It's somehow reminiscent of CJ the X's distinction between "stupid art" and "evil art", how a medium that has a low skill floor can produce things that are very stupid and easy to perceive as low-effort but how that's not the same as them having something wrong with them. If you look at my animation tag, most of it is motion graphics done with AfterEffects, and while it's probably wrong to call it a low skill floor program the way an AI art generator is... there is still a world where instead of programmatically telling shapes to whizz by on a screen, a different Van would have drawn those same animations frame by frame, producing exactly the same animation.
And I don't think the fact that I did them programmatically somehow invalidates the artistic intent that went into them, y'know? I could open AE right now and produce a 250x250 looping gif of clouds and while I know how to do that quick, to make it look good and to make me like it, I would have to spend time considering how the various elements, colours, timings and whatever the particle system/noise generator I use spits out fit together. I would have to fiddle with seeds and levels and timings to make it look good. I would have to spend a long time just staring and thinking about what I'm making before I could make it good.
I don't know enough about generative art tools to know how much fiddling goes into them once they're taught and ready to go, but I do know enough about deep learning to know it's a haphazard, frustrating process that you as the artist have only limited control over, which is why it doesn't appeal to me. But I have made gifs in the past, and I know how that process requires an eye for consistency and composition, framing and colour that a lot of other visual artists don't have because they're not working with time as one of the creative dimensions.

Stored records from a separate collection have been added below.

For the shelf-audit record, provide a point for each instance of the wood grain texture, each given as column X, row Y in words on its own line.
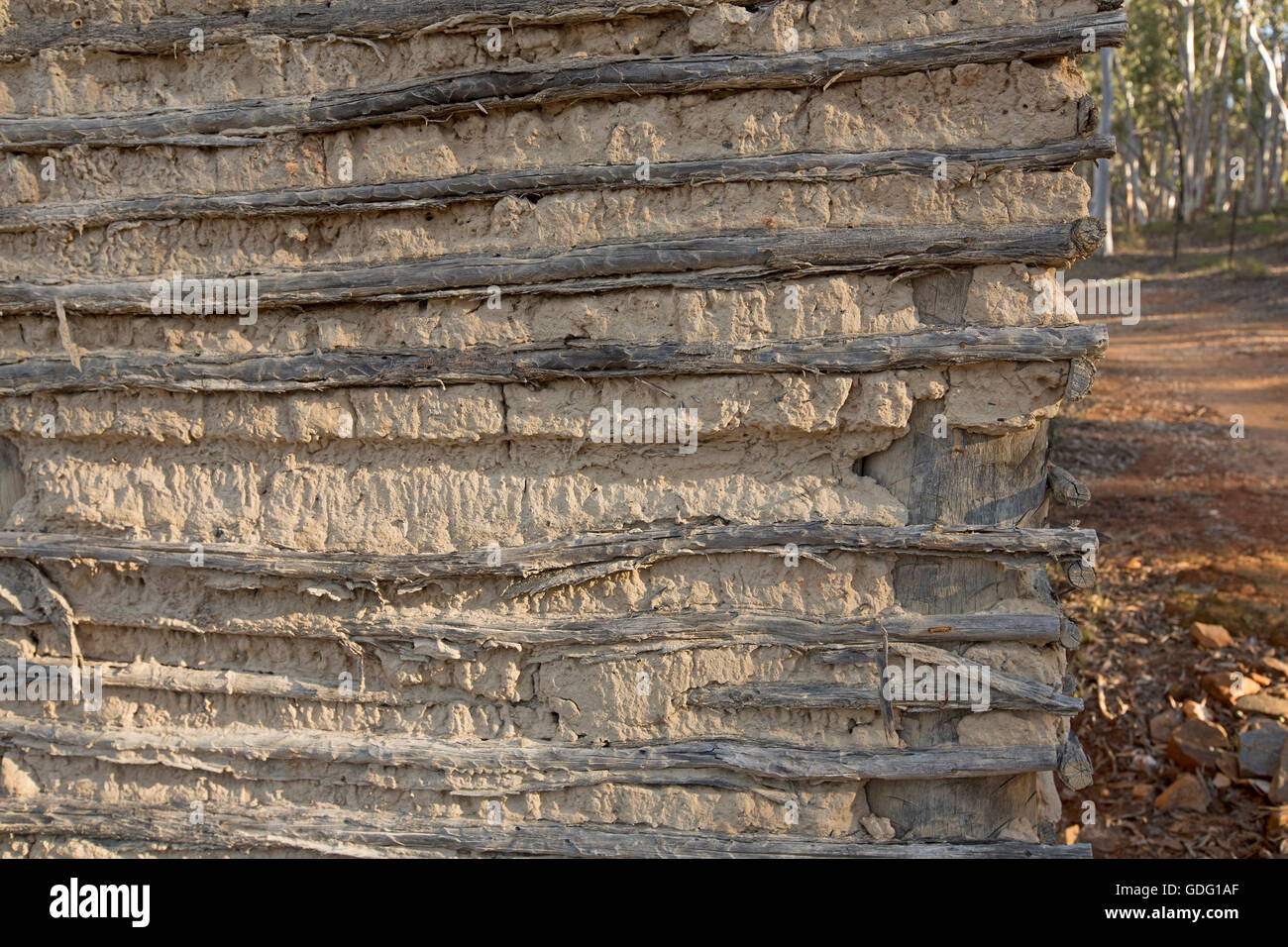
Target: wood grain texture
column 436, row 97
column 335, row 832
column 364, row 368
column 702, row 261
column 483, row 766
column 420, row 195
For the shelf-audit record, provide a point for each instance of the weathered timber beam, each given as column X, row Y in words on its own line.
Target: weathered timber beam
column 621, row 551
column 322, row 21
column 434, row 97
column 837, row 697
column 712, row 261
column 1005, row 690
column 463, row 759
column 346, row 832
column 419, row 195
column 365, row 368
column 156, row 677
column 609, row 637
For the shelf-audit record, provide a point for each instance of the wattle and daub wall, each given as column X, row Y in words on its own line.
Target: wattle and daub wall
column 362, row 565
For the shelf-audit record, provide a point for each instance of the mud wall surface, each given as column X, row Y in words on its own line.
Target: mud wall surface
column 539, row 428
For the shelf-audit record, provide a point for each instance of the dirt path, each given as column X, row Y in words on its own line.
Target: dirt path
column 1194, row 526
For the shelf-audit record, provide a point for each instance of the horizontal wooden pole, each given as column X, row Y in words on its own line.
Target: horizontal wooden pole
column 320, row 20
column 436, row 97
column 419, row 195
column 348, row 832
column 1006, row 692
column 365, row 368
column 606, row 638
column 619, row 552
column 707, row 261
column 174, row 680
column 460, row 761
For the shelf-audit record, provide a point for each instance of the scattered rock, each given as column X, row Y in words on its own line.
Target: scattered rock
column 1279, row 781
column 1211, row 635
column 1260, row 746
column 1197, row 744
column 1274, row 665
column 1262, row 703
column 1229, row 685
column 1186, row 792
column 1160, row 725
column 1193, row 710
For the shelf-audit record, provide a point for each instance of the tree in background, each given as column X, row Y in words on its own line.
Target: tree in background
column 1197, row 101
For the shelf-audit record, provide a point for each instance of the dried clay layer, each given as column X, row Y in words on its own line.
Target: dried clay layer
column 545, row 479
column 91, row 77
column 824, row 809
column 511, row 224
column 795, row 308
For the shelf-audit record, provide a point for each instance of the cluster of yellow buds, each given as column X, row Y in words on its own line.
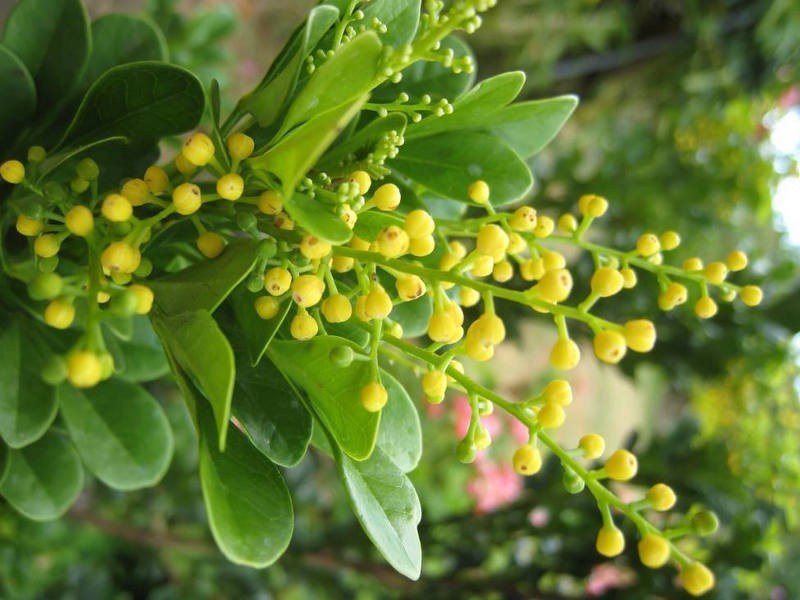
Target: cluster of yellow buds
column 395, row 255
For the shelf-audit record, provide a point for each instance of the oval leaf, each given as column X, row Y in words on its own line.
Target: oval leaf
column 140, row 358
column 256, row 332
column 298, row 152
column 248, row 505
column 317, row 219
column 431, row 77
column 19, row 95
column 387, row 506
column 341, row 79
column 364, row 140
column 271, row 412
column 27, row 404
column 401, row 18
column 142, row 100
column 474, row 108
column 43, row 480
column 205, row 285
column 52, row 38
column 267, row 100
column 118, row 39
column 202, row 350
column 120, row 431
column 448, row 162
column 529, row 126
column 400, row 433
column 334, row 391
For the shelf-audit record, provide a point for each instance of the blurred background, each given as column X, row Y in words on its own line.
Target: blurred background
column 689, row 120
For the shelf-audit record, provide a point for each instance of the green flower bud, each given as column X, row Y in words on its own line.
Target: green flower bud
column 705, row 522
column 341, row 356
column 466, row 451
column 572, row 482
column 45, row 286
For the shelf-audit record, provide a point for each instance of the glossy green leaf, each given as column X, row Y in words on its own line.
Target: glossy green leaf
column 363, row 141
column 3, row 461
column 120, row 431
column 387, row 506
column 370, row 223
column 206, row 284
column 44, row 479
column 267, row 101
column 201, row 349
column 348, row 330
column 430, row 77
column 400, row 433
column 529, row 126
column 141, row 100
column 474, row 108
column 248, row 505
column 118, row 39
column 27, row 404
column 447, row 163
column 19, row 95
column 401, row 18
column 317, row 218
column 341, row 80
column 334, row 391
column 299, row 151
column 271, row 412
column 141, row 357
column 52, row 38
column 56, row 159
column 256, row 332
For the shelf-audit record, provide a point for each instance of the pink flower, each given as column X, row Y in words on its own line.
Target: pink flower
column 539, row 517
column 493, row 486
column 463, row 414
column 606, row 576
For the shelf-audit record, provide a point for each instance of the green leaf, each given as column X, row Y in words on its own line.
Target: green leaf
column 387, row 506
column 255, row 331
column 370, row 223
column 27, row 404
column 400, row 433
column 248, row 505
column 341, row 80
column 267, row 101
column 432, row 78
column 140, row 358
column 119, row 39
column 317, row 218
column 141, row 100
column 56, row 159
column 19, row 95
column 401, row 18
column 472, row 110
column 271, row 412
column 201, row 349
column 334, row 391
column 120, row 431
column 43, row 480
column 206, row 284
column 363, row 141
column 448, row 162
column 529, row 126
column 299, row 151
column 52, row 38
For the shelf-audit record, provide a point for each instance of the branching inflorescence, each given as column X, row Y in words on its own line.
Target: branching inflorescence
column 345, row 239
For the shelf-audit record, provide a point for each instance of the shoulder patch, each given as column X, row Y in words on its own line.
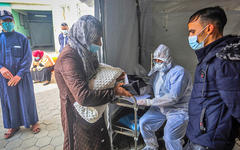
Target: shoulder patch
column 230, row 52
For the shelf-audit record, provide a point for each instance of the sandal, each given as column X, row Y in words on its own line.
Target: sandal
column 36, row 129
column 10, row 133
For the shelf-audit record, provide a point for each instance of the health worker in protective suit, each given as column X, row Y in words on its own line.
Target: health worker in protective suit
column 172, row 88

And like... who am I, from my high horse as someone in possession of these skills, to tell someone who is still developing these skills or who has a different aesthetic concept of what is good than me, what they're making is low-effort. That's not my judgement to make. I didn't make it. Only the artist themselves can say if somehing was low-effort or not. I don't see why I should have so little faith in other artists to assume they have no interest in putting in any effort.